When President Trump cut himself off as acting White House chief of staff Mick Mulvaney coughed during an ABC News interview on Sunday, it highlighted two well-known, if little-seen Trump profiles: Trump the TV producer and Trump the germaphobe.
He told Howard Stern in 1993 that he washes his hands “as many times as possible.” He has called shaking hands “terrible” and “barbaric.” He reportedly views coughing as a “sign of weakness.” He made former White House communications director Anthony Scaramucci get a penicillin shot aboard Air Force One because of his hoarse voice.
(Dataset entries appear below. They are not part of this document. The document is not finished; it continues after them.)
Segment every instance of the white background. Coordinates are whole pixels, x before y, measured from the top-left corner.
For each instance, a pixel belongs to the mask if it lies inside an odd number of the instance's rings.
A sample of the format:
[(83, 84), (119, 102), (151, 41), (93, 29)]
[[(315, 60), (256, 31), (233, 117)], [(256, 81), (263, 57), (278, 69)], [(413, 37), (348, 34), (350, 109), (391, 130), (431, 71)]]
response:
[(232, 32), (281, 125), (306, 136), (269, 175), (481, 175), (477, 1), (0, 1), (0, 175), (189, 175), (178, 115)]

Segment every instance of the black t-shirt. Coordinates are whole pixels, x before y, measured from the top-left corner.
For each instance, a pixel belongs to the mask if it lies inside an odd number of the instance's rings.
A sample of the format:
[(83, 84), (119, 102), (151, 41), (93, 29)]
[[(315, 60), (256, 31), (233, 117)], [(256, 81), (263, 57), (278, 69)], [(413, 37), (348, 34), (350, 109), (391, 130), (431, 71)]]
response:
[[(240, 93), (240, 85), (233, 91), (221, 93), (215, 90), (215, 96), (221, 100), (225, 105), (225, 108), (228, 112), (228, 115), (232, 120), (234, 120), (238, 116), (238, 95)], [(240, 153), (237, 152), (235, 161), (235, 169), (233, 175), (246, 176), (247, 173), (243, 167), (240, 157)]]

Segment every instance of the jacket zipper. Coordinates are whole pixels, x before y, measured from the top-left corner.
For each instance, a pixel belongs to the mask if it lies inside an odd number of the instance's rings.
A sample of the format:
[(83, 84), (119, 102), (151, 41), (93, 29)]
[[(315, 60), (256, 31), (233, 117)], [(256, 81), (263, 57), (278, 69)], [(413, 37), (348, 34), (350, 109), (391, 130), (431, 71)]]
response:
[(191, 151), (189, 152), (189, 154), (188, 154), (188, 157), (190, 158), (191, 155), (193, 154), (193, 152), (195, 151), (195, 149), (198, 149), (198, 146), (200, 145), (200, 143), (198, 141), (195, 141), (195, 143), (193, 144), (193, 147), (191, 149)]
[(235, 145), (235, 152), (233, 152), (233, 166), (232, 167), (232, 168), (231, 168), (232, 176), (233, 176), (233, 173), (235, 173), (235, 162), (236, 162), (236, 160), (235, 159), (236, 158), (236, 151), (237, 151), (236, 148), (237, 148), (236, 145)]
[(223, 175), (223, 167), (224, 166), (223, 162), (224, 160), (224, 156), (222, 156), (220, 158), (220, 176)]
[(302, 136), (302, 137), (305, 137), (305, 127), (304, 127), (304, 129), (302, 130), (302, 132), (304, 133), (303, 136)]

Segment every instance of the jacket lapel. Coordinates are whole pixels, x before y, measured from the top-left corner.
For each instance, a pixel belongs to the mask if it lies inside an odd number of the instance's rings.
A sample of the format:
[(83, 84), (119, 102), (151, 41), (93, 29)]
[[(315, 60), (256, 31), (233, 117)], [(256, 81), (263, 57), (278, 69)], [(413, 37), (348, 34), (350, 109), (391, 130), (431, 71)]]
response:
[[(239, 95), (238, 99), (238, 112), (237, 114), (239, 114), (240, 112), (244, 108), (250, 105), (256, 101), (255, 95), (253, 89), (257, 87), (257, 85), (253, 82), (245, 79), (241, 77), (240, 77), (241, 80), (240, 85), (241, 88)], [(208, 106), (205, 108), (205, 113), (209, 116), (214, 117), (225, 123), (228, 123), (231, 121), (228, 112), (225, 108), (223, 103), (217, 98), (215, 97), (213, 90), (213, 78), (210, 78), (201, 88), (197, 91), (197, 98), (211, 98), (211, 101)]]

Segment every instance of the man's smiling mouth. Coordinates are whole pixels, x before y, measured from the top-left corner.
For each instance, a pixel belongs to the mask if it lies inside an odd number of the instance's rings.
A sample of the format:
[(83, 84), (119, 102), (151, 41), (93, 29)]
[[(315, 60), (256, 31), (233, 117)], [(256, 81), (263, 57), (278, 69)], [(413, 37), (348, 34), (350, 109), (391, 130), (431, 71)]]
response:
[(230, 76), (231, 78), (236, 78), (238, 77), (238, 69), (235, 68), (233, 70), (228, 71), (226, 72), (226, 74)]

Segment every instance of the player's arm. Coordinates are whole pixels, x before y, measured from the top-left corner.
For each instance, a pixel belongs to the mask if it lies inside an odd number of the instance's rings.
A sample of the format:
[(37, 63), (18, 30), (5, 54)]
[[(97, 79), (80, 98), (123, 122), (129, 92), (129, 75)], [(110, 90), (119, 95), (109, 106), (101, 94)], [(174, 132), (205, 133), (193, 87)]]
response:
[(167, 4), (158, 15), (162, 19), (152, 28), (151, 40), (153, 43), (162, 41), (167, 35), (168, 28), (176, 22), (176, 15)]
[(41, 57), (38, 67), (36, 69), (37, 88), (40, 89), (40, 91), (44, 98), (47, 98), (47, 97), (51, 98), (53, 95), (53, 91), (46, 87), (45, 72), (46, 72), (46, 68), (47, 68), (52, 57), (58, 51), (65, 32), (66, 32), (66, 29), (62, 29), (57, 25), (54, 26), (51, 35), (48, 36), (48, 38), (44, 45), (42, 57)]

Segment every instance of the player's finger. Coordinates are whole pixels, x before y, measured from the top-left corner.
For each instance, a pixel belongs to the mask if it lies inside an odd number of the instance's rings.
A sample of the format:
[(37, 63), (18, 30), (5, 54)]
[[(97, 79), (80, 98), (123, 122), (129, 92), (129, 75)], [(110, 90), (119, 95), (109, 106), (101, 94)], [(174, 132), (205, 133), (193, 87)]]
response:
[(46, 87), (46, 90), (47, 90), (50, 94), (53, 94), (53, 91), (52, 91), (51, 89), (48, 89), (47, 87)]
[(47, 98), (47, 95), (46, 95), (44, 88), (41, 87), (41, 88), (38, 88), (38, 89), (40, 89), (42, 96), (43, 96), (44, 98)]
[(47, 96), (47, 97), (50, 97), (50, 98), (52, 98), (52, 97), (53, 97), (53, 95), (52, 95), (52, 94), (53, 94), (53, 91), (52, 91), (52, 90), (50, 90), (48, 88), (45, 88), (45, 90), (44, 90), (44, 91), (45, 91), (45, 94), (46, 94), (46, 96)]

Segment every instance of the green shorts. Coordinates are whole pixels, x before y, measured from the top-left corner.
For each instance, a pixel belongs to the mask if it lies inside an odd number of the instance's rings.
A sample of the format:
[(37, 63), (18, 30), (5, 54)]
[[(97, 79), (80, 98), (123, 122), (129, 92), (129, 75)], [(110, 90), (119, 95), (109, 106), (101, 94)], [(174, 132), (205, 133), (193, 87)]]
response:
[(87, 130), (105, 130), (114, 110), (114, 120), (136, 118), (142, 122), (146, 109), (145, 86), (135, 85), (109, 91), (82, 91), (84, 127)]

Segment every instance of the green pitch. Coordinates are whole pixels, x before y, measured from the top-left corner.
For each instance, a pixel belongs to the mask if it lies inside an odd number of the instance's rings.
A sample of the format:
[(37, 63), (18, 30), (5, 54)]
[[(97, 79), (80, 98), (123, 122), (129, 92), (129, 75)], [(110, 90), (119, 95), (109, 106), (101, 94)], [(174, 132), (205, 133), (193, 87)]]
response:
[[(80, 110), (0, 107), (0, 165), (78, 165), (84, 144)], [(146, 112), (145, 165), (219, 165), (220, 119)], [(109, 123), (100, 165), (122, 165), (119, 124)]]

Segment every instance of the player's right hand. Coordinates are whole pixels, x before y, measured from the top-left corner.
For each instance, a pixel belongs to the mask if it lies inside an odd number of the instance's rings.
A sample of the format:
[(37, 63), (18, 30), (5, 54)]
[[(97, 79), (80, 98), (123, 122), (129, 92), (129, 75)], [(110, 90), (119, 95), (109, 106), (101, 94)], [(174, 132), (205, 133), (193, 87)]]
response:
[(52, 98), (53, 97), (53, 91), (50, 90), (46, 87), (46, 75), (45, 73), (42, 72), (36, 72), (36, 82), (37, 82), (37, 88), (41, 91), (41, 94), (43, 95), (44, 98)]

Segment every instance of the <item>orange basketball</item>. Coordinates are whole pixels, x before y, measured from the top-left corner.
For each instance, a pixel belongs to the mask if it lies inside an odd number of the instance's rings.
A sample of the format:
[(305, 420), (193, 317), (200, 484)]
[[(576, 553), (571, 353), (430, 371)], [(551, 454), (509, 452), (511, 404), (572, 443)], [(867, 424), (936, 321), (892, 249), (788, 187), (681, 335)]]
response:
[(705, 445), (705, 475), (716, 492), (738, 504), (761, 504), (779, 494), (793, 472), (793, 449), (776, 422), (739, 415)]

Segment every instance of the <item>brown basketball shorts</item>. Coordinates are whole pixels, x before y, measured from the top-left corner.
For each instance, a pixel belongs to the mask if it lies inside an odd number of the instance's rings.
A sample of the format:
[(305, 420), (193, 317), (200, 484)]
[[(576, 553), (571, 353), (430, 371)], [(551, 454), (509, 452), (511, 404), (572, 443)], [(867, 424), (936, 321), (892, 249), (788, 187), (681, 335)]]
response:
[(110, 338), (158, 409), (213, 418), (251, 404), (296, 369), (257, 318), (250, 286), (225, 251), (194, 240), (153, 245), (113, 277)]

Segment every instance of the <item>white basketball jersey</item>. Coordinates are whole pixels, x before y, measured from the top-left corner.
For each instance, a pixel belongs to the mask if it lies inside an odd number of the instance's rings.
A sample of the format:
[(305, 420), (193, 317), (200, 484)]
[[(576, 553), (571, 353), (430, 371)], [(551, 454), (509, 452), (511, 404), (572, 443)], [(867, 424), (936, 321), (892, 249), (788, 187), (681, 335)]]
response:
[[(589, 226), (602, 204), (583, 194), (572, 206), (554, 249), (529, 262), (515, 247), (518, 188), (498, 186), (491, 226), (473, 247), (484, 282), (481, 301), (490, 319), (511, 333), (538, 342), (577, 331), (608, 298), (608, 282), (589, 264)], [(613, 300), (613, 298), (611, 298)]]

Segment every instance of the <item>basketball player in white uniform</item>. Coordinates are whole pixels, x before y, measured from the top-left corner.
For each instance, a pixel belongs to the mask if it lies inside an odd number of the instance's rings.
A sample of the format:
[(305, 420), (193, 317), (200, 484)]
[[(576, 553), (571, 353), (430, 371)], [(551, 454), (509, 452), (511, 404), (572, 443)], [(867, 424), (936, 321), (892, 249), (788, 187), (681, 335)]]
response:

And he dismissed unsubstantiated allegations of a 2013 lewd tape by pointing to his germaphobia: “Does anyone really believe that story? I’m also very much of a germaphobe, by the way. Believe me.”
What was notable about the exchange that aired Sunday was that it combined two Trump profiles that the public is rarely exposed to, especially in such stark terms.
But while Trump’s reaction to Mulvaney’s cough was perhaps predictable given his germaphobe and producer past, Trump’s germaphobia is not absolute if his past statements are any indication.
“I was in the fourth row and she was sweating and looked beautiful and she threw her hat, right? Now normally if a performer throws a hat and it’s sweaty and wet and everything, I have no interest in it, right?” Trump told Stern about a Britney Spears performance during an interview in 2007. “But I grab that sucker, right? It didn’t bother me. … I wasn’t afraid of those germs.”